One of the co-founders of Mattel, Ruth Handler, was inspired by—or outright copied—a German doll (based on a prostitute in a comic strip) to create Barbie, but was turned down several times by the company she herself founded. She eventually found a market researcher to sell her idea to her own company, and the doll sold like mad. Until it didn’t, and she cooked the books to hide the company’s losses.
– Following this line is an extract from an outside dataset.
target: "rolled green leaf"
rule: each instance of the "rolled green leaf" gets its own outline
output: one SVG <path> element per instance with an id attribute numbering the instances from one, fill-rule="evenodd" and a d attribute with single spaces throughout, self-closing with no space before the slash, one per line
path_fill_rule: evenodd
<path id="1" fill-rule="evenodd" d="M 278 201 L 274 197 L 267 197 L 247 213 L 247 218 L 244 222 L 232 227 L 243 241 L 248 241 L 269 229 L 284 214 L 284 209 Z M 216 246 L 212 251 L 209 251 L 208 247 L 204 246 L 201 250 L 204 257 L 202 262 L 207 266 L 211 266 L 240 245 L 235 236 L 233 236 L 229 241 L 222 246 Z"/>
She was charged with fraud, and ejected from her company.

Mattel, going broke, took a flyer on several toy lines based on movies, all aimed at the boy’s market (hoping to catch the next Star Wars), including Clash of the Titans, Flash Gordon, and Battlestar Galactica. All failed. He-Man, designed as a bigger, more muscular, and more expressive alternative to the competition, became a hit, primarily because of a TV series the creator came up with off the top of his head in a meeting aimed at getting Toys “R” Us on board. The He-Man series was a big hit (for good reason, I explain why here), and the He-Man toys were a big hit, until She-Ra (his sister) came along and Barbie-ized the concept and the line collapsed. One year, $400 million, the next $7 million.

Kenner experienced its own collapse, after the excitement over Return of the Jedi faded, and the company was snapped up by Hasbro. Which is where the Star Wars contract I mentioned earlier came in. Under the terms, Kenner kept 95% of the profit from the line, with Lucas and Fox splitting the rest. This was—literally—an exclusive license good anywhere in the galaxy (again, I have to emphasize that the clause making it intergalactic was actually in the contract) in perpetuity, so long as Lucas was paid $10,000 every single year. Hasbro didn’t make the payment, the contract evaporated, and they had to give Lucas an arm and a leg, as well as a kidney, a lung, and several vertebrae, to get it back, just so they could license the next hot Star Wars property: The Phantom Menace.

Wah-wah!

Last is this: the above doesn’t fully cover all the insanity of the toy industry soap opera. Frank Frazetta’s role in inspiring He-Man, Snake Eyes accidentally becoming a hit (him being dressed all in black was a cost-cutting measure), and Skeletor’s origin as an actual corpse in an amusement park house of horror: all that and more are in the series.

The Toys That Made Us is a great 4 hours (despite the occasional political interjection), and it’s a unique look at what goes into making a toy line and a toy company. Highly recommended.


Jasyn Jones, better known as Daddy Warpig, is a host on the Geek Gab podcast, a regular on the Superversive SF livestreams, and blogs at Daddy Warpig’s House of Geekery. Check him out on Twitter.

One Comment
  • Vlad James says:

    Will definitely check this out, thanks. The toy business sounds like the most insane stories of stock market speculation come to life.